Secretary General of the Presidency of Peru
- In office 29 July 2021 – 23 November 2021
- President: Pedro Castillo
- Preceded by: Félix Pino Figueroa
- Succeeded by: Carlos Jaico Carranza

Personal details
- Born: Arnulfo Bruno Pacheco Castillo 5 February 1970 (age 56)
- Party: We Are Peru (2009-present)
- Occupation: Teacher and politician

= Bruno Pacheco (politician) =

Peruvian educator, politician and fugitive

Arnulfo Bruno Pacheco Castillo (born 5 February 1970) is a Peruvian politician and former presidential secretary of Peru. He served in that position and as presidential chief of staff under Peruvian President Pedro Castillo. During 2022, Pacheco was a fugitive, but on 25 July of that year, he surrendered to authorities.

==Early life==
Pacheco was born in Lima. He studied education and became a teacher at Peru's high school level, teaching biology and chemistry there since 1998. He also taught physical education, financial math and technical design at Peru's Chorillos Military School. During 2009, he decided to launch his political career, joining the Peruvian party, Somos Peru.

==Legal troubles==
According to IDL-Reporteros, Pacheco used his closeness to President Castillo without the president's knowledge, with a Government Palace insider telling IDL that the president was indecisive while political aides used his name for their own interests. During November 2021, Peruvian prosecutors ("Fiscalia de la Nacion") found the sum of $20,000 dollars inside the office that Pacheco occupied as presidential secretary. Pacheco alleged that the amount of money found was part of his salary as secretary and of some savings he had accumulated. The finding of the money took place after, earlier that month, general Jose Vizcarra Alvarez declared that Pacheco, as well as president Castillo and defence minister Walter Ayala had asked him to help promote two colonels to higher rankings in the Peruvian Army.

On 11 April 2022, Pacheco appeared on national television in Peru, saying that he had received both threats and offers to bear witness in favor of certain government groups, without specifying which of those groups he referred to. The next day, judge Manuel Antonio Chuyo ordered Pacheco to serve a 36 months sentence of preventive prison time and also asked for his capture. Pacheco soon appealed the 36 months sentence.

On Monday, 18 April 2022, Pacheco's lawyer, William Paco Castillo, announced he would no longer defend the fugitive. Paco Castillo said that Pacheco had evidence that proved his innocence but was withholding it from investigators, and that after speaking to Pacheco, the lawyer and his client had decided that they would split over some disagreements between the two. Lawyer Paco Castillo also said that Pacheco does not want to be helped.

On 10 May, Lima's supreme court lowered Pacheco's sentence to 24 months instead of the 36 originally imposed to him.

Peruvian authorities obtained an order of arrest against Pacheco and against Peru's former minister of transportation, Juan Silva.

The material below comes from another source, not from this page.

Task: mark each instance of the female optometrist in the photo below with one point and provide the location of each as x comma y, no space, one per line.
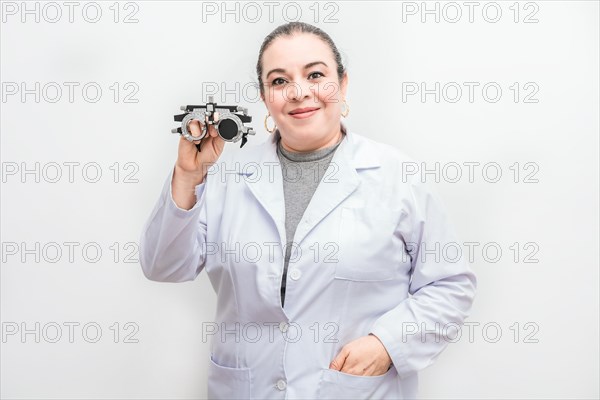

On 17 May, the order against Pacheco became an international order of arrest against him and against another co-defendant, Fray Vazquez Castillo, as the Peruvian National Police feared they might have escaped to another country.

===Arrest===
On 25 July 2022, Pacheco gave himself up to authorities and was arrested at a house in Chorrillos. He was arrested by Harvey Colchado and taken by the "Equipo Especial de Fiscales Contra la Corrupcion en el Poder" ("Prosecutors' Special Team Against Top Government Corruption" or "EEFCCP"), after three days of dealings with that team.

His arrest was announced publicly by Peru's Attorney General, Patricia Benavides.

===Alleged connections===
Pacheco is also suspected of having personal connections to other people with political power in Peru, namely Vladimir Meza and Fernando Manrique, the latter of which who is a nephew of former President of Peru, Alejandro Toledo.

===Panorama show allegation===
The Peruvian television show, Panorama, alleged that until 17 February 2022, the Peruvian Police knew where Pacheco was located and that documents demonstrated that Pacheco was living at Ate District in Lima. The police then lost track of Pacheco, until he was arrested on 25 July.

===2024===
As of 2024, Pacheco was involved in another controversy in Peru, this time concerning an investigation by Peru's supreme prosecutor, Delia Espinoza, against SUNAT's former superintendent Luis Enrique Vera Castillo.

===Karelim López===
Peruvian businesswoman Karelim López is also involved in the scandal and investigations. On 17 July 2022, she declared to Peruvian television channel, America TV, that she believed Pacheco was withholding evidence that could implicate president Pedro Castillo in the scandal and that would prove Pacheco's innocence, and that Pacheco was being helped escape the police by the country's government.

==Personal life==
Pacheco is a supporter of the Peru national football team.

===Health problems===
He has diabetes, hypertension and heart problems related to a left-sided mitral valve.